October 25th is the anniversary of Agincourt, fought in 1415, 601 years ago. Agincourt is one of the best remembered of all British battles, one that recalls good King Hal with his tattered band of yeomen drowning a vastly superior French army in a sea of mud, while raining down a storm of arrows that left the French broken, dispirited and leaderless. That’s all hokum of course, according to the new research about the Hundred Years War and this most English of battles.
But this post isn’t to revisit Agincourt and our changing perceptions of the battle, it’s really about me. I don’t claim to know everything about the battle. In fact, I’m regularly confronted with the fact that I know little. But learning about Agincourt set me on a road I remain happy to follow: a healthy obsession with the Hundred Years War I play out in reading and miniature wargaming.
No work influenced my connection to this period more than John Keegan’s 1976 book, the Face of Battle. Intended to be a look inside battle, from the soldier’s perspective, Keegan devoted about 37 pages to breaking down the experience of archers, men-at arms, and horsemen at the battle. Drawing from mostly secondary sources, Keegan’s observations were vivid. Though measured against today’s writing, it may seem wholly incorrect, The Face of Battle drew me into the period and put Agincourt on my list of must do’s.
I read Keegan’s book in 1978, the summer I graduated from college.
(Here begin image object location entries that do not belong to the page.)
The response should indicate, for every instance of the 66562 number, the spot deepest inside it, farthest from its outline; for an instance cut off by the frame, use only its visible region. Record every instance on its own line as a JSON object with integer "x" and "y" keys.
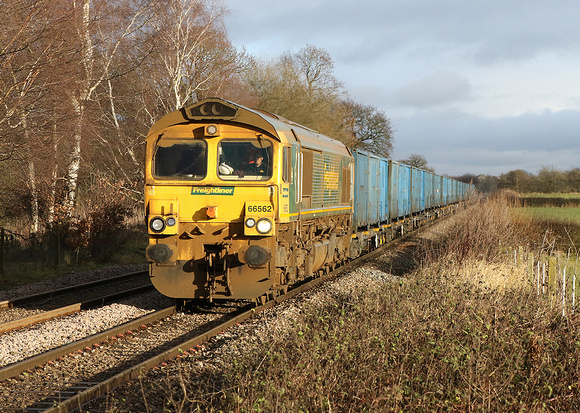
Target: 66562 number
{"x": 259, "y": 208}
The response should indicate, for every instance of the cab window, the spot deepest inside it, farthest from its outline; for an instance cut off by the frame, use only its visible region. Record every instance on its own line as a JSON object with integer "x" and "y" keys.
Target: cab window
{"x": 178, "y": 159}
{"x": 249, "y": 160}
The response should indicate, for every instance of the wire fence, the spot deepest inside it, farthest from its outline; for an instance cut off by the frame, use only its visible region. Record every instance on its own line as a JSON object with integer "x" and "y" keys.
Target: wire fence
{"x": 553, "y": 274}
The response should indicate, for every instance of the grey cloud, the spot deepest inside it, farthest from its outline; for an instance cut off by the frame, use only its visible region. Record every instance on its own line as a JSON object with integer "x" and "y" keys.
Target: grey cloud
{"x": 456, "y": 143}
{"x": 433, "y": 90}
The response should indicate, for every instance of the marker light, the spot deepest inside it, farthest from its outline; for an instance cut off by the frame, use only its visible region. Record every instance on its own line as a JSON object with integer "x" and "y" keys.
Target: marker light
{"x": 157, "y": 224}
{"x": 264, "y": 225}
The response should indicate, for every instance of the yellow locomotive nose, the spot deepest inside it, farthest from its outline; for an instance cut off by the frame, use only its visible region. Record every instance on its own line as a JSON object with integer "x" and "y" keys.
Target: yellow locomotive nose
{"x": 211, "y": 211}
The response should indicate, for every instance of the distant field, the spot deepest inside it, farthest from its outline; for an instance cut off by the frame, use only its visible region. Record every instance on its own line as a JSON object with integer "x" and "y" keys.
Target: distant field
{"x": 552, "y": 213}
{"x": 572, "y": 195}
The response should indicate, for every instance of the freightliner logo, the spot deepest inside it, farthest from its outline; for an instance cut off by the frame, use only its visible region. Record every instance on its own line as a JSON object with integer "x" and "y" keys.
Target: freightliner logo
{"x": 212, "y": 190}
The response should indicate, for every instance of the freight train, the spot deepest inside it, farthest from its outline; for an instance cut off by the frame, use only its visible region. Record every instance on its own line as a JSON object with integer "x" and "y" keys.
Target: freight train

It is about this time I also plunged fully into miniature wargaming. Surprisingly, or maybe not, I didn’t leap headlong into the HYW in miniatures. My friends and I played Napoleonics in 15mm, WRG Ancients, again in 15mm. Later I did George Gush’s Renaissance rules, Lynn Bodin’s Imperialim, my first flirtation with 25mm figures. But no Agincourt.
In 1989 I saw Kenneth Branagh’s Henry V. And then I saw it again. I bought it on VHS, I have it on DVD. I can stream it on Netflix. It is not historically accurate, but the words mean so much to me. Whether it is Exeter reminding the Dauphin that young King Henry has matured and will “make your Paris Louvre” shake with gunstones, or the brilliance of the Crispian’s Day address, it still gives me chills. I’ve watched it at least a hundred times. Maybe I’ll watch it today, make it an even 101. If you’ve never watched Branagh at his finest, it’s here for you to view. If you don’t want to become one of his “band of brothers,” check to see if you have a heartbeat.
I began my Hundred Years War project at least 15 years ago. I have more figures painted for it than any other, and far more unpainted miniatures than for any other period. I’ve hosted skirmish games and chevauchees. I’ve run naval battles. My goal is play Poitiers, rather than Agincourt, because the circumstances of the more famous battle are so difficult to recreate on the game table. While I have plenty of unpainted figures, I really want to take advantage of the new Perry plastics, which have the dual virtues of being beautiful AND cheap.
Though I’ve given up on Agincourt as a game, without my exposure to it, the passion that will always inspire me for the period would never have begun. What began with Keegan and Branaugh continues with Jonathan Sumption and Anne Curry, with the superb miniatures by the Perry brothers, and watching my friend Chris Craft roll his beautiful miniatures out on the table to play Verneuil, and of course, Agincourt itself.
Like most wargamers, I am easily distracted. My interests change with the moment-new rules, new miniatures, what my friends are doing–but my desire to continue with the project, paint what I have and more, find new ways to game the Hundred Years War, will never die.